Question

5 students of a class have an average height 150 cm and a variance 18 cm2. A new student, whose height is 156 cm, joined them. The variance (in cm2) of the height of the six students is,
A. 22
B. 20
C. 16
D. 18

Answer 1

Hint: First assume the 5 students. Now substitute the value of mean and number of students in the mean formula $\dfrac{{\sum {{x_i}} }}{n}$ to get the total sum of the height of 5 students. After that substitute the value of the mean, number of students, and variance in the variance formula to get $\sum {{x_i}^2} $. Now add the height of the new student to the total height of students to get a total height of 6 students and find the mean by $\dfrac{{\sum {{x_i}} }}{n}$. Then, square the height of the new student and add it to $\sum {{x_i}^2} $ to get a new value.
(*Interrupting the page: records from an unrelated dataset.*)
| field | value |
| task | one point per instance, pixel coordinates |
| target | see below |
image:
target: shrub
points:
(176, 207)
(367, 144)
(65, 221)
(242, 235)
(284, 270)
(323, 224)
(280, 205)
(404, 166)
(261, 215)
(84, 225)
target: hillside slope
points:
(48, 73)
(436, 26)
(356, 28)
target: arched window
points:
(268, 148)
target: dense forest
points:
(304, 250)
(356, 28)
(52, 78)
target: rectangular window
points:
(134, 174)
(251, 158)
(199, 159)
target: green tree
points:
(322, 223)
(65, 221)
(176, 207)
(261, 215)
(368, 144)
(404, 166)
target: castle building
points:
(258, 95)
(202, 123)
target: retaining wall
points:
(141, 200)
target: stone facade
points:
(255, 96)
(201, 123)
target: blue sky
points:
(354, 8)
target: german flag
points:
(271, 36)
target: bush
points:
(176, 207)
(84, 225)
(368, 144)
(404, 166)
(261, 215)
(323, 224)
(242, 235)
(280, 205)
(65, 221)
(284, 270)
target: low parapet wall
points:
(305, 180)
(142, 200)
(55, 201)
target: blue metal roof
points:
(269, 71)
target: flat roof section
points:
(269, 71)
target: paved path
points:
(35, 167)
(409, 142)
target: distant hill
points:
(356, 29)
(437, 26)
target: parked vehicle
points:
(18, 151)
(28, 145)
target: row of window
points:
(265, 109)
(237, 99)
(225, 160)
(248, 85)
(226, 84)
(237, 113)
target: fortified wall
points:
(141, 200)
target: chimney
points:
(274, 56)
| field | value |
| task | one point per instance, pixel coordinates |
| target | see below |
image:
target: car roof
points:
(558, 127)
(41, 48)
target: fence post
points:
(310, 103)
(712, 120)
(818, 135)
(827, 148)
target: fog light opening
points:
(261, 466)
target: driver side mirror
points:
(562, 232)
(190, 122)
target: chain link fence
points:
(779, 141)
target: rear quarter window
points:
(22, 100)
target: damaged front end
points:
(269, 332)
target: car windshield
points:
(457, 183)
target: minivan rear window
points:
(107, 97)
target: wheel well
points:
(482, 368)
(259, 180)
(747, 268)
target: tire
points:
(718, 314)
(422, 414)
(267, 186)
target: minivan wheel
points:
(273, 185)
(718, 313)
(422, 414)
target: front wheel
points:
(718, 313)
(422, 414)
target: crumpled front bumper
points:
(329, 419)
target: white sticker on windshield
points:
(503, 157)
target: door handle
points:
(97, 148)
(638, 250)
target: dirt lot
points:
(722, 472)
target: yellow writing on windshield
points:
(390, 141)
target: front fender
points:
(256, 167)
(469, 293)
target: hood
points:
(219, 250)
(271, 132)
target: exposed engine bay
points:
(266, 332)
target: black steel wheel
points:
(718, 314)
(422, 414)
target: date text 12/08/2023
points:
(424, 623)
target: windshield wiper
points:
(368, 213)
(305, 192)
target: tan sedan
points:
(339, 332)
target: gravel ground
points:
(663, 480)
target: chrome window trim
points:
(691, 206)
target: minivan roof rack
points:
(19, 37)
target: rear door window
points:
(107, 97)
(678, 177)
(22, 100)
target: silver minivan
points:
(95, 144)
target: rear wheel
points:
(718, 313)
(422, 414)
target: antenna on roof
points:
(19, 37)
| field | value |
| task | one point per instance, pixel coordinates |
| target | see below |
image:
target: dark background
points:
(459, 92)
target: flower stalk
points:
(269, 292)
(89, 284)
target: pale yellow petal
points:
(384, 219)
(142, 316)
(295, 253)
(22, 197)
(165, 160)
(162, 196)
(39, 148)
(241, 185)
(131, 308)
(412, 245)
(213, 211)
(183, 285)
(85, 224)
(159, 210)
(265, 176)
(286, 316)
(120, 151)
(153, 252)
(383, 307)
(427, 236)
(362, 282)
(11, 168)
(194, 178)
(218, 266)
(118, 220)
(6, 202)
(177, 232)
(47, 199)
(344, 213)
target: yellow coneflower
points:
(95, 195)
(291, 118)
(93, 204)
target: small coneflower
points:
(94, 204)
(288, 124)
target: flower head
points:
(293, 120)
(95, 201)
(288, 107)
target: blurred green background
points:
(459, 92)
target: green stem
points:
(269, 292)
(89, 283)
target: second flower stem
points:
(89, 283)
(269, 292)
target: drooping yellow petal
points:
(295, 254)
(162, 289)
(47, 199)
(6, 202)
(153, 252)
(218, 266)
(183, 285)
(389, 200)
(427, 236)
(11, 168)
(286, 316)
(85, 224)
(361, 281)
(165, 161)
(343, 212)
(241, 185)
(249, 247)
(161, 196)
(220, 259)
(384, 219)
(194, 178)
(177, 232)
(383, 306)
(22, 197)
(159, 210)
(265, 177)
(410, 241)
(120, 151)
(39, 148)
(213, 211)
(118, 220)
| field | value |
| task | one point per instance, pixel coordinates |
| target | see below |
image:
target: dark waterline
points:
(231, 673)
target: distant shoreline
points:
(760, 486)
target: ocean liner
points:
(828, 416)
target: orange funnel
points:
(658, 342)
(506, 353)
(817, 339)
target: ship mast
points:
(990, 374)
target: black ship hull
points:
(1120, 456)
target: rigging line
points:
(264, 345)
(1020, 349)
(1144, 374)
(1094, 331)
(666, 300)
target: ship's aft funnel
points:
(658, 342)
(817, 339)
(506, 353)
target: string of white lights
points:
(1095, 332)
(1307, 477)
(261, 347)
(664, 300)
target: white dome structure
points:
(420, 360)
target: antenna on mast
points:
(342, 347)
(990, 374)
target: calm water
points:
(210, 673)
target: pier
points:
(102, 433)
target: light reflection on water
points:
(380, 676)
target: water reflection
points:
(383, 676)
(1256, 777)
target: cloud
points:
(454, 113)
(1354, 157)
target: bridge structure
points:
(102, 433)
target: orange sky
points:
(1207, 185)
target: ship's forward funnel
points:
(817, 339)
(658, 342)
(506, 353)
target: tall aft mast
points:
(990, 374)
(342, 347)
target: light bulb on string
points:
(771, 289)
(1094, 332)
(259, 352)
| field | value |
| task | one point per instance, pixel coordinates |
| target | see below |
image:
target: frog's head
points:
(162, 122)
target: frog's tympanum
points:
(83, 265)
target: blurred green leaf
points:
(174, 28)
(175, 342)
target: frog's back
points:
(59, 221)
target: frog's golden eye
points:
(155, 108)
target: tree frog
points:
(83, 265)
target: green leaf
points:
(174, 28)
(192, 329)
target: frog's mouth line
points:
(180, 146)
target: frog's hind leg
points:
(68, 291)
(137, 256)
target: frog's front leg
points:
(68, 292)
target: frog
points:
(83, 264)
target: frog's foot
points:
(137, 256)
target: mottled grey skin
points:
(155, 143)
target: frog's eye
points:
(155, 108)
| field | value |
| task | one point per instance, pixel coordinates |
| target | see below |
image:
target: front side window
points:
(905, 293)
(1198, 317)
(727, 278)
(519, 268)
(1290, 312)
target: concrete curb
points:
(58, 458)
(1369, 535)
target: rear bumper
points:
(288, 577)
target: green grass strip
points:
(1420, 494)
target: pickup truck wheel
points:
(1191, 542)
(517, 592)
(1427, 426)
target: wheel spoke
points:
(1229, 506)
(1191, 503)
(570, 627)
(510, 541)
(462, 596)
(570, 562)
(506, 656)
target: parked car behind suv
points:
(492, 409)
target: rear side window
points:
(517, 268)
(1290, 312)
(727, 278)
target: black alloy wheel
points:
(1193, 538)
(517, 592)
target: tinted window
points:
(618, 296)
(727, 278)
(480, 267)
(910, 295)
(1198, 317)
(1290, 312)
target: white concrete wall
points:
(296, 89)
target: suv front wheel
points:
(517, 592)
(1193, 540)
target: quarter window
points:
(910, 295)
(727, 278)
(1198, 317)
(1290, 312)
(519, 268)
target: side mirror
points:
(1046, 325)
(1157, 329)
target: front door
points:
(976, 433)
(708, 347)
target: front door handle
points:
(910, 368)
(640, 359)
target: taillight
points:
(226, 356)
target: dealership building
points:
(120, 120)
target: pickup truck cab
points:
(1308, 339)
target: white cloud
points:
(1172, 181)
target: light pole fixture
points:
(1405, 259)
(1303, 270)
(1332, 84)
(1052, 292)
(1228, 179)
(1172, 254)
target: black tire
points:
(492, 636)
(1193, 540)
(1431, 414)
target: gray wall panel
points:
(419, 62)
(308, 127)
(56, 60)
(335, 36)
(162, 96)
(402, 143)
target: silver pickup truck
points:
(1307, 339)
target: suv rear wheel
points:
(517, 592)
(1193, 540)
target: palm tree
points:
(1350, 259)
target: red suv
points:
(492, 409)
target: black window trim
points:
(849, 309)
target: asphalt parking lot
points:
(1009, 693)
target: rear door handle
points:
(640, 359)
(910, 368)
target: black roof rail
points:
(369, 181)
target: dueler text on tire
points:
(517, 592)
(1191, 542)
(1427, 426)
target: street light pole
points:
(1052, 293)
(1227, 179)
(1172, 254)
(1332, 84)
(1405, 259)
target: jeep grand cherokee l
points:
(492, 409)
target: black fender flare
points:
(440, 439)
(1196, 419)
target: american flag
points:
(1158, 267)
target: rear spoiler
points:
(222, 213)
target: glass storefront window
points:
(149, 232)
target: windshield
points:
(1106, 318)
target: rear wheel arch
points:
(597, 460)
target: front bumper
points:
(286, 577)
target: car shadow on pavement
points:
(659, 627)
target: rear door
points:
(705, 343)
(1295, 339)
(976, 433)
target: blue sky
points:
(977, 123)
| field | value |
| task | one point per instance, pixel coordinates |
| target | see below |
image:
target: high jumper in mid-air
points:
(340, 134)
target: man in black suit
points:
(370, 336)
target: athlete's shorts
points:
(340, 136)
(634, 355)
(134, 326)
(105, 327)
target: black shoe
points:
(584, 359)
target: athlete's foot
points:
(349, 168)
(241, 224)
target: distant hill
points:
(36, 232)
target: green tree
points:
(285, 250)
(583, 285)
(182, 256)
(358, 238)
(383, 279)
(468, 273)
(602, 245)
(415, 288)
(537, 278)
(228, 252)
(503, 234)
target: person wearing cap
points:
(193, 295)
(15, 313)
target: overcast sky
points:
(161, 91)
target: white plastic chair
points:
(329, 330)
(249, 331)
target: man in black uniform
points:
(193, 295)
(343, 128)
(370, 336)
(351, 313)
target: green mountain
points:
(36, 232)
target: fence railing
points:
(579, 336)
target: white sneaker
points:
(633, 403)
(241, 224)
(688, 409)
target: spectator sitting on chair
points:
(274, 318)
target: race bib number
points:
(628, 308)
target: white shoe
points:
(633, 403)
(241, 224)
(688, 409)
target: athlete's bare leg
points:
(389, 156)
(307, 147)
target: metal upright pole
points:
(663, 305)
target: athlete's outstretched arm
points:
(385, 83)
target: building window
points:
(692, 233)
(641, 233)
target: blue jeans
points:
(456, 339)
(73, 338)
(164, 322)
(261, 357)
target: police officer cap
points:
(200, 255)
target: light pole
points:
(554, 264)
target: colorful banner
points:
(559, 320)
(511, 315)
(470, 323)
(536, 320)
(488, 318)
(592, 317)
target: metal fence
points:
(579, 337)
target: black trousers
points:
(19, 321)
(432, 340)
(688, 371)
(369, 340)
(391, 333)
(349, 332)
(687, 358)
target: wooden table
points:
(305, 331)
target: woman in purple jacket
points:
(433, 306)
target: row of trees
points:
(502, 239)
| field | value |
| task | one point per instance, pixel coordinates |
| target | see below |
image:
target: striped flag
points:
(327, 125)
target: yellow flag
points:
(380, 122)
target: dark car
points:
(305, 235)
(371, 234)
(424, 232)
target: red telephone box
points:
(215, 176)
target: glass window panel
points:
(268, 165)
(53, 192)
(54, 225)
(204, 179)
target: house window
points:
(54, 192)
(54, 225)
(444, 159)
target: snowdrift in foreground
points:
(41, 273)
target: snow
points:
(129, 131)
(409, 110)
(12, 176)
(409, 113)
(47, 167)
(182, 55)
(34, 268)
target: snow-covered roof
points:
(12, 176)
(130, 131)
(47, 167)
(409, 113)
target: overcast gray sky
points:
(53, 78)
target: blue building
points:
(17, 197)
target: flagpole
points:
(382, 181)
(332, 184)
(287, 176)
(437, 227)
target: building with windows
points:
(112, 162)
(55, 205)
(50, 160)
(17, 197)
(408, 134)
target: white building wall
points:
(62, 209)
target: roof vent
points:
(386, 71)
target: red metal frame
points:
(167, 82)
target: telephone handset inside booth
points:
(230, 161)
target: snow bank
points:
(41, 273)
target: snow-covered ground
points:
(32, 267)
After that find the new variance by the formula $\dfrac{{\sum {{x_i}^2} }}{n} - {\left( {\bar x} \right)^2}$.

Complete step by step solution:
Let the 5 students be ${x_1},{x_2},{x_3},{x_4},{x_5}$.
The formula of mean is,
Mean $ = \dfrac{{\sum {{x_i}} }}{5}$
Substitute the values,
$ \Rightarrow 150 = \dfrac{{{x_1} + {x_2} + {x_3} + {x_4} + {x_5}}}{5}$
Cross-multiply the terms,
$ \Rightarrow {x_1} + {x_2} + {x_3} + {x_4} + {x_5} = 750$ ….. (1)
The formula for the variance is,
${\sigma ^2} = \dfrac{{\sum {{x_i}^2} }}{n} - {\left( {\bar x} \right)^2}$
Substitute the values in the above formula,
$ \Rightarrow 18 = \dfrac{{\sum {{x_i}^2} }}{5} - {\left( {150} \right)^2}$
Move the constant term on one side and simplify,
$ \Rightarrow \dfrac{{\sum {{x_i}^2} }}{5} = 22518$
Cross multiply the terms,
$ \Rightarrow \sum {{x_i}^2} = 112590$ ….. (2)
The height of the student (${x_6}$) is 156 cm.
Then the sum of the height of 6 students will be,
$ \Rightarrow \sum {{x_i}} = {x_1} + {x_2} + {x_3} + {x_4} + {x_5} + {x_6}$
Substitute the values,
$ \Rightarrow \sum {{x_i}} = 750 + 156$
Add the terms,
$ \Rightarrow \sum {{x_i}} = 906$
Substitute the values in the mean formula,
$ \Rightarrow $ Mean $ = \dfrac{{906}}{6}$
Divide numerator by the denominator,
$ \Rightarrow $ Mean $ = 51$
Now find the sum of the square of the height of students,
$ \Rightarrow \sum {{x_i}^2} = {x_1}^2 + {x_2}^2 + {x_3}^2 + {x_4}^2 + {x_5}^2 + {x_6}^2$
Substitute the values from equation (2),
$ \Rightarrow \sum {{x_i}^2} = 112590 + {\left( {156} \right)^2}$
Square the term,
$ \Rightarrow \sum {{x_i}^2} = 112590 + 24336$
Add the terms,
$ \Rightarrow \sum {{x_i}^2} = 136926$
Now substitute the values in variance formula,
$ \Rightarrow {\sigma ^2} = \dfrac{{136926}}{6} - {\left( {151} \right)^2}$
Simplify the terms,
$ \Rightarrow {\sigma ^2} = 22821 - 22801$
Subtract the terms,
$\therefore {\sigma ^2} = 20$

So, the correct answer is “Option B”.

Note: Mean is the arithmetic average of the data given. Mean is also used to calculate the variance and standard deviation of the data in statistics. The mean is affected by extremely high or low values, called outliers.
In statistics, the difference between the mean and its data points is known as the variance. In simpler terms, it is the measure of how far a set of data points are far from their mean value.